Dr. Julie Pilitsis is dean of the school. John Wood, she said, went to college under the post-World War II GI Bill and went on to run a large concrete company. Wood, Pilitsis said, wanted others to start careers debt-free.
Debt burden, Pilitisis said, hurts the health care industry in two ways. Some potential doctors who come from families of limited means never may even apply. Graduates with heavy debt loads may seek a high-income specialty when the biggest need, Pilitsis said, is “more primary care physicians.”
Impressive as the Woods’ donation is, Pilitisis said it gets the medical school only about 10 perent of the way toward that goal for all students after they complete four years of study. Enrollment per class will be roughly 100 in three years. “We hope that this is just the start,” Pilitsis said. “We hope other philanthropists will be inspired by this.”
Boca proposes ordinance on home businesses

On the agenda for tonight’s meeting of the Boca Raton City Council is an item concerning “home-based businesses.” Indeed, the item is to make that label official.

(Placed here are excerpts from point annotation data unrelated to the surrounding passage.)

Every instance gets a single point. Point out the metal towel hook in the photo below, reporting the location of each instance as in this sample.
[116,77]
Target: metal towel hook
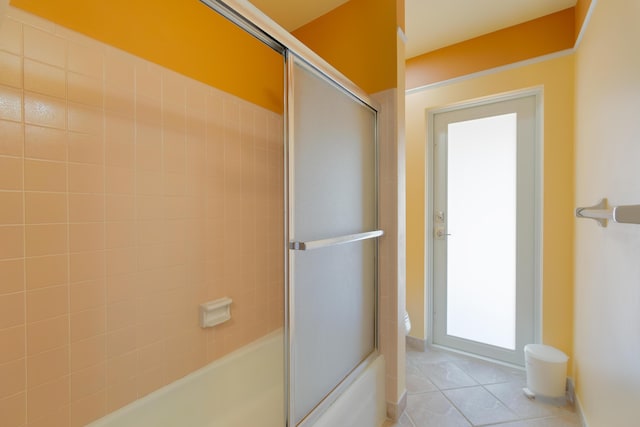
[629,214]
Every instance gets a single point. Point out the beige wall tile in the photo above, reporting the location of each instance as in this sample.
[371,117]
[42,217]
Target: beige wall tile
[122,368]
[86,58]
[44,79]
[85,148]
[85,237]
[85,118]
[11,70]
[122,286]
[88,408]
[10,173]
[44,47]
[84,89]
[119,70]
[120,138]
[45,143]
[121,341]
[150,380]
[14,409]
[148,79]
[121,261]
[47,335]
[13,376]
[85,266]
[12,342]
[11,105]
[120,207]
[88,324]
[12,310]
[86,207]
[11,210]
[47,303]
[57,417]
[45,110]
[88,352]
[45,207]
[86,178]
[120,180]
[120,234]
[46,239]
[48,398]
[45,176]
[119,100]
[47,271]
[87,295]
[47,366]
[120,394]
[11,39]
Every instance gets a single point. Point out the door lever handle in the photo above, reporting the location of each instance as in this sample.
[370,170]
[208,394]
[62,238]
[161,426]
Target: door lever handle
[440,233]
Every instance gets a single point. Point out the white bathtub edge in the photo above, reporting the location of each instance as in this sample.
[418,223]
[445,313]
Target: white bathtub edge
[362,404]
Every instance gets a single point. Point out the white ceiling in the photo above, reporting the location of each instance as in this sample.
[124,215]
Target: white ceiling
[430,24]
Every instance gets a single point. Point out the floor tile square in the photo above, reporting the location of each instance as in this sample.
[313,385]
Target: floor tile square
[479,406]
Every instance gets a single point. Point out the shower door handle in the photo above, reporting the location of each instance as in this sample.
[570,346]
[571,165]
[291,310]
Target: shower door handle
[333,241]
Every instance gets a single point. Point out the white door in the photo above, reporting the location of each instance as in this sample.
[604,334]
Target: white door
[484,228]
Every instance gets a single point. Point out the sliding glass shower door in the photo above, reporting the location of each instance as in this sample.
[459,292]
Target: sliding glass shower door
[332,236]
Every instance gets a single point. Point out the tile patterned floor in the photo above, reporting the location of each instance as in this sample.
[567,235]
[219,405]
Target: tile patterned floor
[446,389]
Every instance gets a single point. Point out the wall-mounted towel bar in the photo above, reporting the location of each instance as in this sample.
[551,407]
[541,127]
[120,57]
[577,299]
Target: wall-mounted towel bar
[602,213]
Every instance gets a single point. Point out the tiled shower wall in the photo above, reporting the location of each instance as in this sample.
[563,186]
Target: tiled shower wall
[128,196]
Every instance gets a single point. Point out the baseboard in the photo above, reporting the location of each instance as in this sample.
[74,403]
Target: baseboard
[416,343]
[395,410]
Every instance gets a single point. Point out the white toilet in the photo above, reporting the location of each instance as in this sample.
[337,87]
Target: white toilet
[546,371]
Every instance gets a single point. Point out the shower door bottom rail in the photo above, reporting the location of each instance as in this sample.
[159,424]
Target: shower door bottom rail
[333,241]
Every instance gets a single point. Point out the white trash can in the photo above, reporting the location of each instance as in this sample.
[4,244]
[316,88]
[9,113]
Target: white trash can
[546,371]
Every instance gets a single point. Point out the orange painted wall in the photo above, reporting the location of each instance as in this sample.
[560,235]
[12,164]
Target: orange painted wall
[185,36]
[359,39]
[581,10]
[549,34]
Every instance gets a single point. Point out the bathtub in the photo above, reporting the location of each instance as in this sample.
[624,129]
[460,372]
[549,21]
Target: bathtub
[245,388]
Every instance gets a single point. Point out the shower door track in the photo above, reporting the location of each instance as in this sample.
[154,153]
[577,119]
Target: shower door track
[253,21]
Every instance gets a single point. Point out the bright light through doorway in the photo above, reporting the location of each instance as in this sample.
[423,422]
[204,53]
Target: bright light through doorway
[481,247]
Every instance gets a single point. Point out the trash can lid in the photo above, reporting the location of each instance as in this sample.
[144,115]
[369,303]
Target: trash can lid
[545,353]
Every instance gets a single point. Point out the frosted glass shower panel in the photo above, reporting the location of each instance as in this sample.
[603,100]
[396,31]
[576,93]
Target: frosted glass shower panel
[333,160]
[333,183]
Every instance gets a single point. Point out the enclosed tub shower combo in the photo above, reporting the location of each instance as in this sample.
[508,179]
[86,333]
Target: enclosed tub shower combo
[321,366]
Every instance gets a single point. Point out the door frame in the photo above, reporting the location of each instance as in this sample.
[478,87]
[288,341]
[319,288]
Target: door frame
[537,93]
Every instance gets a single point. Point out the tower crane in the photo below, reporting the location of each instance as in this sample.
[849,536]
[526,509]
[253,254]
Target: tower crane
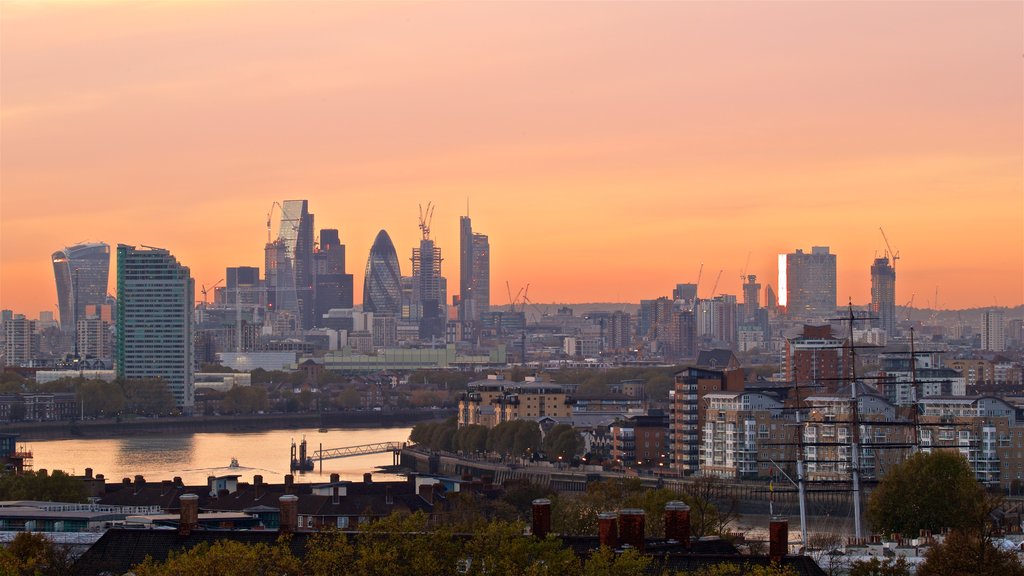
[890,253]
[269,218]
[205,289]
[714,288]
[425,216]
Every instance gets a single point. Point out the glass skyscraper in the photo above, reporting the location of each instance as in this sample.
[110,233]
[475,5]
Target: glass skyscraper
[382,285]
[81,273]
[156,295]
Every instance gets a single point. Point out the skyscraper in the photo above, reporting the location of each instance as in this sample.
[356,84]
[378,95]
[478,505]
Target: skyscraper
[884,295]
[993,330]
[807,283]
[334,287]
[427,290]
[296,234]
[81,273]
[156,295]
[474,276]
[382,285]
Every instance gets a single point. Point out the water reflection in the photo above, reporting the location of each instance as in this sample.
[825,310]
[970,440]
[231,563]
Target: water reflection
[160,452]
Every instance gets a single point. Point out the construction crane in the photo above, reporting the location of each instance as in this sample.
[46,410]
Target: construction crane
[269,218]
[425,216]
[714,288]
[205,289]
[742,273]
[890,253]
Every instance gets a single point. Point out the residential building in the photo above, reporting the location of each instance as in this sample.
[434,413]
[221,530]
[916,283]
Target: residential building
[156,295]
[993,330]
[884,295]
[20,341]
[807,283]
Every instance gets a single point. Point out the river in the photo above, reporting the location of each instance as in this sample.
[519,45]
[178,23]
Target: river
[198,455]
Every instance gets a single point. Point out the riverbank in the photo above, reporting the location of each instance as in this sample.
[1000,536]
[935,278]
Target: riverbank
[34,432]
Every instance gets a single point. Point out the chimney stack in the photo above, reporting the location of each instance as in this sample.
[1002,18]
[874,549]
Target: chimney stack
[778,538]
[289,506]
[631,527]
[607,529]
[427,492]
[189,513]
[677,522]
[542,518]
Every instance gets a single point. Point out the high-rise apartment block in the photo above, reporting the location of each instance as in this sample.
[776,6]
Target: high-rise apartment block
[81,273]
[474,276]
[993,330]
[20,341]
[156,295]
[807,282]
[884,295]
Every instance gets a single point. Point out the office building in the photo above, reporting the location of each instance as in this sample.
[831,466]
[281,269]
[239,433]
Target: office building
[752,299]
[884,295]
[334,287]
[296,234]
[807,283]
[156,296]
[993,330]
[81,273]
[382,284]
[474,276]
[428,291]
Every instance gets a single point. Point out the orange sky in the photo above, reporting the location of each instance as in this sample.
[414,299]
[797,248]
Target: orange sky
[607,149]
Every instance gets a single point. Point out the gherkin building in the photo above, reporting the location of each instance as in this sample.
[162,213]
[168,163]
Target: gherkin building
[382,287]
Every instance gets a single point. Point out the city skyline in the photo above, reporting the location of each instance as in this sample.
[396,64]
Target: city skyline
[598,172]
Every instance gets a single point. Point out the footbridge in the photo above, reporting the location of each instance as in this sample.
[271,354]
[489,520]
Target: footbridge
[380,448]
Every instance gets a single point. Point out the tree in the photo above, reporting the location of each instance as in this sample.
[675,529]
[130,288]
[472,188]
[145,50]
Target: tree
[966,552]
[226,557]
[34,554]
[56,487]
[562,441]
[877,567]
[931,491]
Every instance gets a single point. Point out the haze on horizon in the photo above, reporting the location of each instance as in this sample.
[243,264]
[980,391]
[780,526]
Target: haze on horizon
[606,149]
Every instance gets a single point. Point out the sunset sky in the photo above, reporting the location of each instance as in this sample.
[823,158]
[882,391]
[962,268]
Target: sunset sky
[607,149]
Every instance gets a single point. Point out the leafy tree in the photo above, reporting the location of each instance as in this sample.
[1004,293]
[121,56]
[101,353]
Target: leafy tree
[964,552]
[34,554]
[562,441]
[56,487]
[606,563]
[878,567]
[227,558]
[931,491]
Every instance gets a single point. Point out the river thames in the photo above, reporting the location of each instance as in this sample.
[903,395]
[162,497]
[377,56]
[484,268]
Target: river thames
[198,455]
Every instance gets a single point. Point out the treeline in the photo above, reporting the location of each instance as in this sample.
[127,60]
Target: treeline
[498,548]
[515,438]
[150,397]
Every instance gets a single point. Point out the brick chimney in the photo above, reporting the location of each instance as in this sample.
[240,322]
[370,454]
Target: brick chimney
[427,492]
[542,518]
[189,513]
[607,530]
[677,522]
[631,527]
[778,538]
[289,506]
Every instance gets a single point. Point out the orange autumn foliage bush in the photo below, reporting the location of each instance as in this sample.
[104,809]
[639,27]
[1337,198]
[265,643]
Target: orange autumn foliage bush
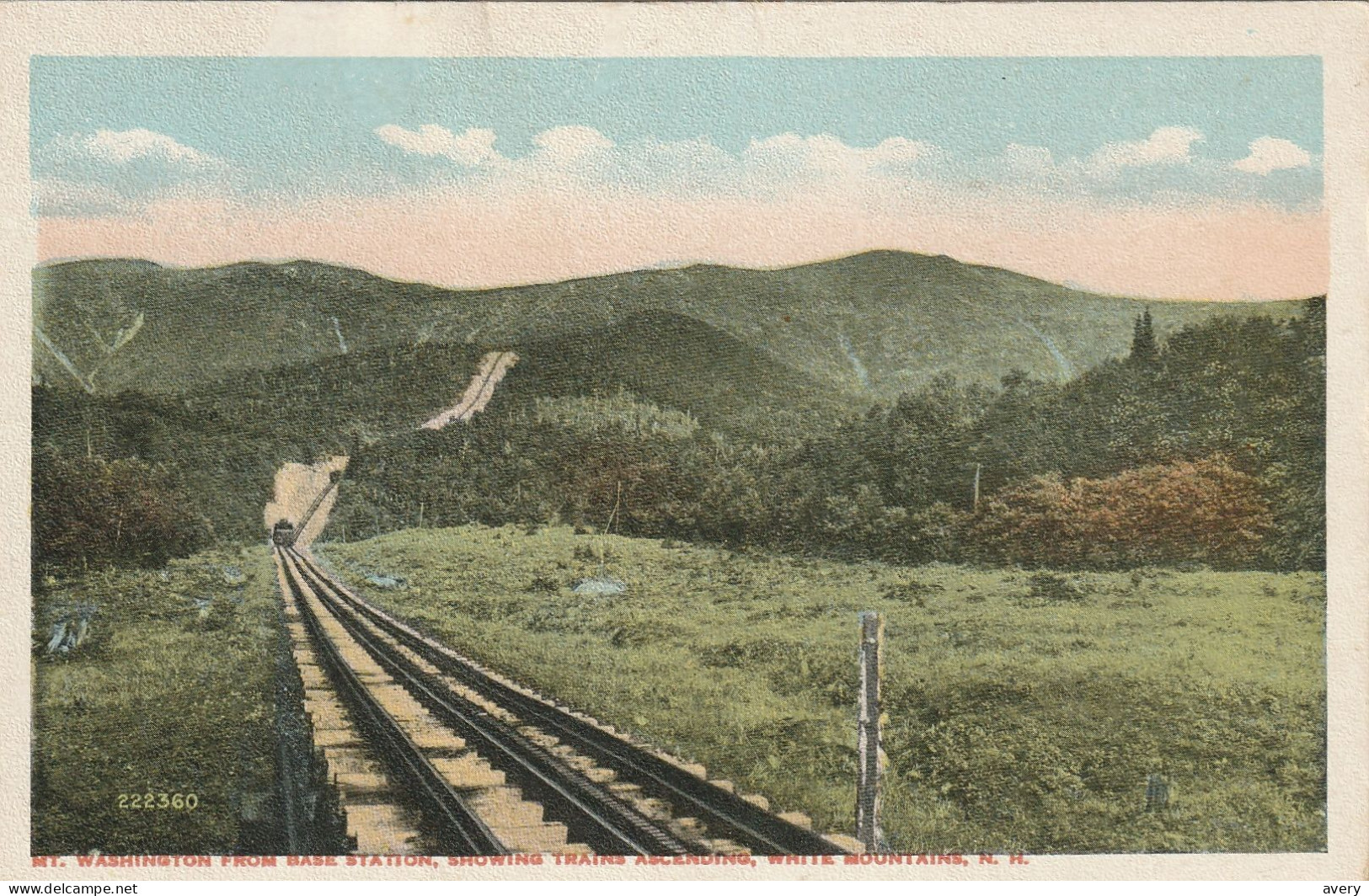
[1168,513]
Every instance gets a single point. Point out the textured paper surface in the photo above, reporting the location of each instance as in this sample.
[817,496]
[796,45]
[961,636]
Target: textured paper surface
[1338,33]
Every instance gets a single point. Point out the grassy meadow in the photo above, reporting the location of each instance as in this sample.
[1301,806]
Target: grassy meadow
[1027,710]
[171,692]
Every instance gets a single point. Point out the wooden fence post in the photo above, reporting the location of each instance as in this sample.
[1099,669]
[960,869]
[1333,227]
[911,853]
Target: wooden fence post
[869,746]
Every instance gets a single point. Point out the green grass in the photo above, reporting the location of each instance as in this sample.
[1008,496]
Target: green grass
[159,698]
[1025,710]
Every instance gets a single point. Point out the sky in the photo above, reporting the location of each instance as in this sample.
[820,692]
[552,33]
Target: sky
[1172,178]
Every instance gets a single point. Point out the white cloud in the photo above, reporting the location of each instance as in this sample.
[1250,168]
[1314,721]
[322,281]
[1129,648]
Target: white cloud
[828,155]
[125,147]
[1029,159]
[1272,153]
[473,147]
[1167,146]
[573,141]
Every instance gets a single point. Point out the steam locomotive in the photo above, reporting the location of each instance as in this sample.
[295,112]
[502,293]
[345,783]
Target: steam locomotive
[285,532]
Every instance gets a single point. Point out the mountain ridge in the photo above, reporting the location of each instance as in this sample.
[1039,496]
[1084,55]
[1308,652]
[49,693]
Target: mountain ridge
[875,323]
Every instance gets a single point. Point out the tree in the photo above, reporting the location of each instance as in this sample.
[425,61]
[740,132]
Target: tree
[91,512]
[1143,349]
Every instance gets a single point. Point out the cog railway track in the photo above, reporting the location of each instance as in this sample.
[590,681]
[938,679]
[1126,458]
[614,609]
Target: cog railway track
[545,779]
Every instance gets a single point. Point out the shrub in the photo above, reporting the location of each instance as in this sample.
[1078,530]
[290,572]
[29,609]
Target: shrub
[91,512]
[1189,512]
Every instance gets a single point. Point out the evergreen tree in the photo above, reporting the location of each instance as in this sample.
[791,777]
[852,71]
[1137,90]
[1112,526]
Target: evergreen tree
[1143,349]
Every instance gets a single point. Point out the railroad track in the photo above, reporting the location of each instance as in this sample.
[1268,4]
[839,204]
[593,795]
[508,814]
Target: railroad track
[613,797]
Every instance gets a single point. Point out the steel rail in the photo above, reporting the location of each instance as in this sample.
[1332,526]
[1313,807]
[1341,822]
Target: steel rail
[720,810]
[456,828]
[591,813]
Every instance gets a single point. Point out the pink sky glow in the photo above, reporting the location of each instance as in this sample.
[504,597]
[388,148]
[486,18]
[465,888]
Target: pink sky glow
[1211,252]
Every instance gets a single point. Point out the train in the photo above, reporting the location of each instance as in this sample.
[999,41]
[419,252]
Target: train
[284,534]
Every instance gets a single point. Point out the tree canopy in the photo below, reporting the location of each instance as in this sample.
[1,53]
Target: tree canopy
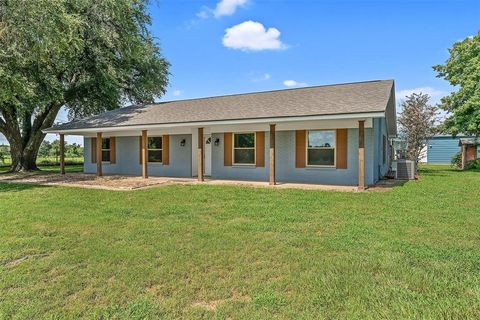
[88,56]
[462,70]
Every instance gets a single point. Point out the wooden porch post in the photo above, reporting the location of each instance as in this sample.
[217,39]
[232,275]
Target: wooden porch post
[62,154]
[272,180]
[361,154]
[99,154]
[200,152]
[144,154]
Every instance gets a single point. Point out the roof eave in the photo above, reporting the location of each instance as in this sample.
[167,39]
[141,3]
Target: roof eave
[361,115]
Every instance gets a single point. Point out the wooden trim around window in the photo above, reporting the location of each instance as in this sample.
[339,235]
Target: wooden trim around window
[165,150]
[260,149]
[227,149]
[113,150]
[300,148]
[342,148]
[140,149]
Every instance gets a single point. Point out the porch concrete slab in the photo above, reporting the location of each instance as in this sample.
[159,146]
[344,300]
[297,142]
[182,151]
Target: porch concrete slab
[121,182]
[282,185]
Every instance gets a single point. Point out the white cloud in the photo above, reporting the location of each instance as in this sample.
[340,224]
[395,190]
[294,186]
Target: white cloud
[293,83]
[203,14]
[228,7]
[433,93]
[252,36]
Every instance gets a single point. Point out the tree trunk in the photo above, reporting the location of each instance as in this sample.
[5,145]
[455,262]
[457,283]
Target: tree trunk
[24,145]
[23,160]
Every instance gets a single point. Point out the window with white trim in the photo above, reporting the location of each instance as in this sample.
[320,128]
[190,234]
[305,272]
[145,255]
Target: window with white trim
[106,150]
[154,146]
[321,148]
[244,148]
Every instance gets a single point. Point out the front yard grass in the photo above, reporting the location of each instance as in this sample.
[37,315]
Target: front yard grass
[226,252]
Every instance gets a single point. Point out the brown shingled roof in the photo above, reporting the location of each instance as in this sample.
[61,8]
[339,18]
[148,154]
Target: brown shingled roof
[360,97]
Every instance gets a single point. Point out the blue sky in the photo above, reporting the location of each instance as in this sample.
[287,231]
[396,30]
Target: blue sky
[221,47]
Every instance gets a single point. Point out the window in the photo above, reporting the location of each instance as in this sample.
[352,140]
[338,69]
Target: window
[106,150]
[244,148]
[384,149]
[154,146]
[321,148]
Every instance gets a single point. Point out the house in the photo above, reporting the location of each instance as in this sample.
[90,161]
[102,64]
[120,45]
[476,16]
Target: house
[440,149]
[469,148]
[332,134]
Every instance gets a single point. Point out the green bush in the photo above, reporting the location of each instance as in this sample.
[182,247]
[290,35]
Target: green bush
[457,160]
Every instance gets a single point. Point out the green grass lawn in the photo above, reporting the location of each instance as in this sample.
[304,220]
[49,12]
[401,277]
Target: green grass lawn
[226,252]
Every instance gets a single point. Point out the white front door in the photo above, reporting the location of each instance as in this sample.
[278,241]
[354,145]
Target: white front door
[207,140]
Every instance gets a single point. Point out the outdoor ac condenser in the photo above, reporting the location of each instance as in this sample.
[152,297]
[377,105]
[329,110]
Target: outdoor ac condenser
[405,170]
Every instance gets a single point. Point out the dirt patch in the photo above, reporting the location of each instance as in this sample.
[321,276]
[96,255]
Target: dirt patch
[213,304]
[16,262]
[113,182]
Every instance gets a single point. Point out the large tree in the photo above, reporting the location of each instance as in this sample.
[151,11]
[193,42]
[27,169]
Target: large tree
[417,121]
[87,56]
[462,70]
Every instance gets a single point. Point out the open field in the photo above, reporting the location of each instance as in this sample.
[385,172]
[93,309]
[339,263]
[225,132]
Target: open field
[226,252]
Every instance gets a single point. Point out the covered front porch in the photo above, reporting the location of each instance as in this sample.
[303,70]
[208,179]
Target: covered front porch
[277,152]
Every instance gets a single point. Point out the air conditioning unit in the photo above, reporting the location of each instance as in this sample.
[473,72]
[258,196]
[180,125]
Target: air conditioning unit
[405,170]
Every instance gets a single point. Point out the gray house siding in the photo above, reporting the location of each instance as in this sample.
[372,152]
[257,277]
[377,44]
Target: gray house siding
[219,171]
[128,162]
[380,131]
[287,172]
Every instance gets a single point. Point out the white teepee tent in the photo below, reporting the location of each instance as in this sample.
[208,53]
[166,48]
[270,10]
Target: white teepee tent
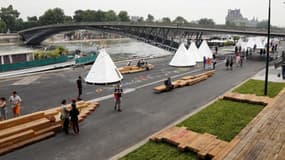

Until now, Boca Raton has considered businesses operating out homes to be “home occupations,” which are different from a store or office. Last year, however, the Legislature passed and Gov. DeSantis signed legislation that cities and counties opposed because it broadens the definition of a home-based business. Critics believe that it could lead to any sort of business being able to operate anywhere and represented the biggest attack yet on home rule.
Under Boca Raton’s proposed ordinance, “home-based businesses” could not sell products in that home and would get more parking than city rules allow. Homeowner association rules could take precedence over the ordinance. But such businesses now could employ two people who don’t live at the residence and use two contractors who don’t live there.
The staff, citing that 2021 law, recommends approval. It’s clearly an attempt to avoid someone suing the city. Gov. DeSantis still has not received this year’s bill that would allow businesses to sue cities over regulations that cost a company at least 15 percent of its profits.